With the Bundled Payments for Care Improvement initiative coming to an end in the third quarter of 2018, the healthcare industry anticipates the unveiling of a new program.
"A lot of providers are waiting with bated breath to find out what the program is going to look like," says Darcie Hurteau, a director at Rensselaer, N.Y.-based healthcare data analytics and policy firm DataGen.
Since its implementation in 2013, the BCPI program garnered impressive engagement from the industry, notes Ms. Hurteau. The program involves four distinct models, which connect single, fixed payments to numerous related services during a care episode.
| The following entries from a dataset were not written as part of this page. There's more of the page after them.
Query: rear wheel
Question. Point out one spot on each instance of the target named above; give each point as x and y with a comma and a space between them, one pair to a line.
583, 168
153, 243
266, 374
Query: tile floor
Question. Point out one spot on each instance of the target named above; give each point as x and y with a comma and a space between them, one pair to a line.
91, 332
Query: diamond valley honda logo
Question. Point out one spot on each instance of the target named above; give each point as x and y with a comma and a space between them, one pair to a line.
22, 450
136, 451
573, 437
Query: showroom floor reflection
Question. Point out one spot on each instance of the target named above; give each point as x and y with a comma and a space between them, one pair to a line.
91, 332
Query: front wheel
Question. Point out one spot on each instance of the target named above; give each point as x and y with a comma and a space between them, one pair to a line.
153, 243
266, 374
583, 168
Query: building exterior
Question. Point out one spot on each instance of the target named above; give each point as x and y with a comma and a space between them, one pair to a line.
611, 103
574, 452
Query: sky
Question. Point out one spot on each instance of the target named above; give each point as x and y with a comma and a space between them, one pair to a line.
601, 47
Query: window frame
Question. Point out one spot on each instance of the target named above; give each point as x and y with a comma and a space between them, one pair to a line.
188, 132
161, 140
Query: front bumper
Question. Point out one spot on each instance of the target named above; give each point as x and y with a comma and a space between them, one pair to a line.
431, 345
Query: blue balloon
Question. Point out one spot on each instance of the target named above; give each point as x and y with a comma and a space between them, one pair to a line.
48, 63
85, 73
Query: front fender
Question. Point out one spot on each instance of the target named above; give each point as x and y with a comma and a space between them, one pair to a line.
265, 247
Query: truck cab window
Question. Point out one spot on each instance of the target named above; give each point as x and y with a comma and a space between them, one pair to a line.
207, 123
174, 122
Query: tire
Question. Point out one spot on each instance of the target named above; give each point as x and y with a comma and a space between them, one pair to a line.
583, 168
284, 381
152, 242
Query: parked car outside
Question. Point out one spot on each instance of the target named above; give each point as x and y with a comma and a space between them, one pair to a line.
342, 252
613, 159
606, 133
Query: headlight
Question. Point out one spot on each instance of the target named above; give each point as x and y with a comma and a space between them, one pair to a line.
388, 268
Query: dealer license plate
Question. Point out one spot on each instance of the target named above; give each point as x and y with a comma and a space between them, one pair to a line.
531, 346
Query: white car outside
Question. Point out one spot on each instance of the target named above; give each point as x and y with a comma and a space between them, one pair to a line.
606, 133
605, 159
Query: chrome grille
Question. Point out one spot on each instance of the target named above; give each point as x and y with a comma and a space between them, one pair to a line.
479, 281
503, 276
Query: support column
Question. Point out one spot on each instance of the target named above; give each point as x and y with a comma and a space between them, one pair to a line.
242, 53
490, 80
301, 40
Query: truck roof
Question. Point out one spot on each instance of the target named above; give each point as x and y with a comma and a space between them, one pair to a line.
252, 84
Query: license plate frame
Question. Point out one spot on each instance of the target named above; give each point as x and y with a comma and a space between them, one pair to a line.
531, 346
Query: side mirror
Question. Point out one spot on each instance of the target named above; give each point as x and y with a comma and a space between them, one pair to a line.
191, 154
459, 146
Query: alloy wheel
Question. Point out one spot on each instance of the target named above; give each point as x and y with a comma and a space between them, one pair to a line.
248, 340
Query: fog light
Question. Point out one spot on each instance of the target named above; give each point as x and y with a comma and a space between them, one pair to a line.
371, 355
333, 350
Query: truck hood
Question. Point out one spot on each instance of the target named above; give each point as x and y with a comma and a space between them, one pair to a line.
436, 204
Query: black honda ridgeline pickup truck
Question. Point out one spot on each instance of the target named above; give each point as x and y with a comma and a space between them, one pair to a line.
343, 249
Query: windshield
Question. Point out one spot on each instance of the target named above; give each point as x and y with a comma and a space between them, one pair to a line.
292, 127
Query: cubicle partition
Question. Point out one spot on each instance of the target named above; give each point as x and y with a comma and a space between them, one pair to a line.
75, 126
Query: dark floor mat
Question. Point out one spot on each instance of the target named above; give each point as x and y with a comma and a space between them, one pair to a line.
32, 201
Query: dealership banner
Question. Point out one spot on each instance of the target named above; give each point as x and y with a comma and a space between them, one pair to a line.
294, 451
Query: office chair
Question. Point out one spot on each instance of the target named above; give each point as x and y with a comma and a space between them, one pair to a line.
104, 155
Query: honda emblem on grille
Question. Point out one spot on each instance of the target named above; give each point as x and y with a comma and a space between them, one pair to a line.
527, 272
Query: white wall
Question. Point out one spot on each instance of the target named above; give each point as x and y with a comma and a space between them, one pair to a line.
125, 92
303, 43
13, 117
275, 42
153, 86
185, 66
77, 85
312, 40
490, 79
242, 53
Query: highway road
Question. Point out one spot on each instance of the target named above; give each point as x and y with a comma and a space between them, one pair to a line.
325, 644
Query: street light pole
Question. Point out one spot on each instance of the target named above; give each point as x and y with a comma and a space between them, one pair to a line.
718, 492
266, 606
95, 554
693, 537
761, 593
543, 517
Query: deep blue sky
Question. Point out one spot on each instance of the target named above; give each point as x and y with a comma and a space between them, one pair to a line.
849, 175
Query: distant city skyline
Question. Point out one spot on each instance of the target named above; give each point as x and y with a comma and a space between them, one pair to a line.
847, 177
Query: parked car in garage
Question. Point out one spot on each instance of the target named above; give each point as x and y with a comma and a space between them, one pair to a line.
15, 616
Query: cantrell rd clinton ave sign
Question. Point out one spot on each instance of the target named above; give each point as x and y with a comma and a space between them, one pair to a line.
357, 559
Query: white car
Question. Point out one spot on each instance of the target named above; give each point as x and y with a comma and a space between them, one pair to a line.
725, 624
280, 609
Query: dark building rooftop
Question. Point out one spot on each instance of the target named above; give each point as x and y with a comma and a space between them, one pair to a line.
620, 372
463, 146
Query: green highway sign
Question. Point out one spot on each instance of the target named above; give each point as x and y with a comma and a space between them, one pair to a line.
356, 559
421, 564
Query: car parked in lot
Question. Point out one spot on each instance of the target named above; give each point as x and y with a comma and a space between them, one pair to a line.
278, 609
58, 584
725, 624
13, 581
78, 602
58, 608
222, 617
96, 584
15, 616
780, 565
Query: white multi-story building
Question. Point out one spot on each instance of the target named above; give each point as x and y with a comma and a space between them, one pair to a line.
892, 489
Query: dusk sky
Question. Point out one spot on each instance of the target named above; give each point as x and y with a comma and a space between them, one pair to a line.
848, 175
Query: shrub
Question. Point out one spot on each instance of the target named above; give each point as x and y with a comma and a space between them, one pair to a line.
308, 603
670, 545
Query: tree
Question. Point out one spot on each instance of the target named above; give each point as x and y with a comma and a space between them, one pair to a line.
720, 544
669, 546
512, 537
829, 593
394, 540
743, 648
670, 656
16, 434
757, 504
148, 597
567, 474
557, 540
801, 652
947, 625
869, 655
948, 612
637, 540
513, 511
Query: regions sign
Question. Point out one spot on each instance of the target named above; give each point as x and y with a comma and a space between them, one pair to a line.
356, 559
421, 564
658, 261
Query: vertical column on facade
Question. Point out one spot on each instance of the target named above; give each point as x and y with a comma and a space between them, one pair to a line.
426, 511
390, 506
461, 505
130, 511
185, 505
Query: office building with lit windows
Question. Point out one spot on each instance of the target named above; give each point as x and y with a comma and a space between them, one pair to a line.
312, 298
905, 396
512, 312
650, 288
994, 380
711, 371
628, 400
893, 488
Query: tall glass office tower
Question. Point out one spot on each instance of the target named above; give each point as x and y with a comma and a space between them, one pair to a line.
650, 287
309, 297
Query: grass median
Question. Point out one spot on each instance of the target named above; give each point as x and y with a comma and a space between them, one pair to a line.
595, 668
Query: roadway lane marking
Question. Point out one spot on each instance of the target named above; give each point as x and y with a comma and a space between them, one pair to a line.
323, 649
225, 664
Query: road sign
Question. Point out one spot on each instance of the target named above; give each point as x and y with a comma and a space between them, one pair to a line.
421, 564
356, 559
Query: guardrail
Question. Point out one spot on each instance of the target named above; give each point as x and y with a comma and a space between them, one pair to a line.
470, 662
The first three models reconcile payments retrospectively and the fourth model establishes payments prospectively:
- Retrospective acute care hospital stay
- Retrospective acute and post-acute care episode
- Retrospective post-acute care only
- Prospective acute care hospital stay only
At this time, 1,191 participants are currently in BPCI's Models 2, 3 and 4.
Now, it's anyone's best guess as to what the "BPCI Advanced" program will unroll. CMS has not announced the release of the new model, but notes it will be a voluntary bundled payment program that fits the bill for MACRA's Advanced Alternative Payment Model.
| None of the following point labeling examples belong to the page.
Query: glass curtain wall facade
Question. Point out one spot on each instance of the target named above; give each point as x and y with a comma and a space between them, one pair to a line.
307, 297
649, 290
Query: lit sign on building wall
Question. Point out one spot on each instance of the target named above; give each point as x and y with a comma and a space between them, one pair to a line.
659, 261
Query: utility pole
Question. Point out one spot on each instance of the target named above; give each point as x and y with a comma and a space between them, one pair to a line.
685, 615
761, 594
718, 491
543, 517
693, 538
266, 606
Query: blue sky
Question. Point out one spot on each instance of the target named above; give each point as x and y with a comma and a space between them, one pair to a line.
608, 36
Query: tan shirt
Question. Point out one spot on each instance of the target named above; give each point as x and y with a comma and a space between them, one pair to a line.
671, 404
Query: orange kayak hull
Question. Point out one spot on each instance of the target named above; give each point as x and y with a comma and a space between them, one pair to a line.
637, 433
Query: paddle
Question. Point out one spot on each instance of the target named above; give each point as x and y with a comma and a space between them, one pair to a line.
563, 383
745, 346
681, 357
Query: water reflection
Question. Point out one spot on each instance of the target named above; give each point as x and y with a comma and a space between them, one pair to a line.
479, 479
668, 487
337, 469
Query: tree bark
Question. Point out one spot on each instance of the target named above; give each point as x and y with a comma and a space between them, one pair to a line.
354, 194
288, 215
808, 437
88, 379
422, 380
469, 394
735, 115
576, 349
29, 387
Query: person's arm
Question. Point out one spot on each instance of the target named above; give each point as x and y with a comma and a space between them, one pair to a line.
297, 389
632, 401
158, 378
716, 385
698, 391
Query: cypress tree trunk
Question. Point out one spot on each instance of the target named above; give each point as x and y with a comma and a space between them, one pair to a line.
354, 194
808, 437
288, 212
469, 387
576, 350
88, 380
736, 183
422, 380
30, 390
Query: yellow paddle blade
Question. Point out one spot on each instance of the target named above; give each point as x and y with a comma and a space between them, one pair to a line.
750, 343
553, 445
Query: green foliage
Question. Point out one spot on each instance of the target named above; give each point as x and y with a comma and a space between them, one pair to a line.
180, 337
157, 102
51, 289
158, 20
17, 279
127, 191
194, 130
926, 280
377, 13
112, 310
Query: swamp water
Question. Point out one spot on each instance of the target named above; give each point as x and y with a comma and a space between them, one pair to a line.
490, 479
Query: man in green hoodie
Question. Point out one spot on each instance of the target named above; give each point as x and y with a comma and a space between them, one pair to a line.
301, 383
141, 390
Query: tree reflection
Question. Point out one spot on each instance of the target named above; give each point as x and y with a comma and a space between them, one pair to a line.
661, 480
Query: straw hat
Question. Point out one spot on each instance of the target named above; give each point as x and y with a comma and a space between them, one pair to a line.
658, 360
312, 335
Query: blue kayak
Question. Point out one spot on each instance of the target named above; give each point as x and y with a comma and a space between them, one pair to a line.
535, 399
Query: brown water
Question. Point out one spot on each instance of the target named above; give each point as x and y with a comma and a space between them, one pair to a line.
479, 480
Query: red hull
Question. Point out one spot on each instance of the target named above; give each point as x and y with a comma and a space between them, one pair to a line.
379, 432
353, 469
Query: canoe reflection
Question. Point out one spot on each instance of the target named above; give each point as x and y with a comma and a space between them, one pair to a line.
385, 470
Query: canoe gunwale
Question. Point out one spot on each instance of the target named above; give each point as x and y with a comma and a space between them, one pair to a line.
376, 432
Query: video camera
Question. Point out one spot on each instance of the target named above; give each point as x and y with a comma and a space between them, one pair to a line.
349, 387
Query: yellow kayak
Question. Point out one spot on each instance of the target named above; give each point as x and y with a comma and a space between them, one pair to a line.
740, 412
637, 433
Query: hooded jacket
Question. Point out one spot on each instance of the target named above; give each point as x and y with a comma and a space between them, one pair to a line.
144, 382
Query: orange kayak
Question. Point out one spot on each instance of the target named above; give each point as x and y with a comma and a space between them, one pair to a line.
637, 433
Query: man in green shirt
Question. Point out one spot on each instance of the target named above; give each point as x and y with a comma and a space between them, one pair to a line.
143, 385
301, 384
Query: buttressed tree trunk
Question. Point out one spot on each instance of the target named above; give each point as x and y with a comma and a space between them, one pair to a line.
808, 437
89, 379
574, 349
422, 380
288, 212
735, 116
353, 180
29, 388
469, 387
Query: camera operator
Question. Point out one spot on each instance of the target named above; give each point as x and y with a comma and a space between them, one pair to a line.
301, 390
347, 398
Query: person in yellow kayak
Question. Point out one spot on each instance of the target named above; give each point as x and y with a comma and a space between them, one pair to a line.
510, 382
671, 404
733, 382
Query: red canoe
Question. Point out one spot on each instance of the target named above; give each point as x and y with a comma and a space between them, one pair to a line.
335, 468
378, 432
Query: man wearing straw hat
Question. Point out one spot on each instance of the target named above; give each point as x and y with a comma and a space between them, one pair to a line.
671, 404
Ms. Hurteau offers key predictions that the industry may see with the new program.
Included conditions
Ms. Hurteau says a major point of speculation is what conditions the new program will include. She believes the program will focus on diagnosis-related groups, similar to the models of the traditional bundled payment programs.
"The DRG-based [models] are relatively easy to understand and they're relatively straight-forward," adds Ms. Hurteau.
Targets
While BPCI based its targets off of providers' historical experience, the Comprehensive Care for Joint Replacement determines targets based on regional performance. That said, Ms. Hurteau foresees the BPCI Advanced model basing targets off of providers' historical experience.
Participants
While Ms. Hurteau believes hospitals will definitely take part in the new program, physician participation is more of a murky area.
"Hospitals have a lot of capital to bear financial risks whereas smaller physician groups don't," she explains. "Aside from the hospital [participation], who knows?"
Gainsharing
Gainsharing will likely be a part of the BPCI Advanced program, predicts Ms. Hurteau. This is a program where physician engagement is paramount and CMS will ensure physicians have skin in the game.
"You get much better engagement when you can gainshare with physicians," adds Ms. Hurteau.
Evaluation periods
The BPCI program didn't make an official entrance until three years after CMS announced it in 2011. Due to the high provider engagement in BPCI currently, Ms. Hurteau hopes CMS will jumpstart the next program right on its heels.
"[Providers] want to take those learnings and spread them farther than one practice and one program," Ms. Hurteau says. "If CMS delays too long, I think some of that will wane."
Whether or not providers plan to participate in the BPCI Advanced program, Ms. Hurteau highly recommends all providers ask CMS for data.
"[Providers] should do that to look at their own data and re-evaluate what these programs look like for them," she concludes.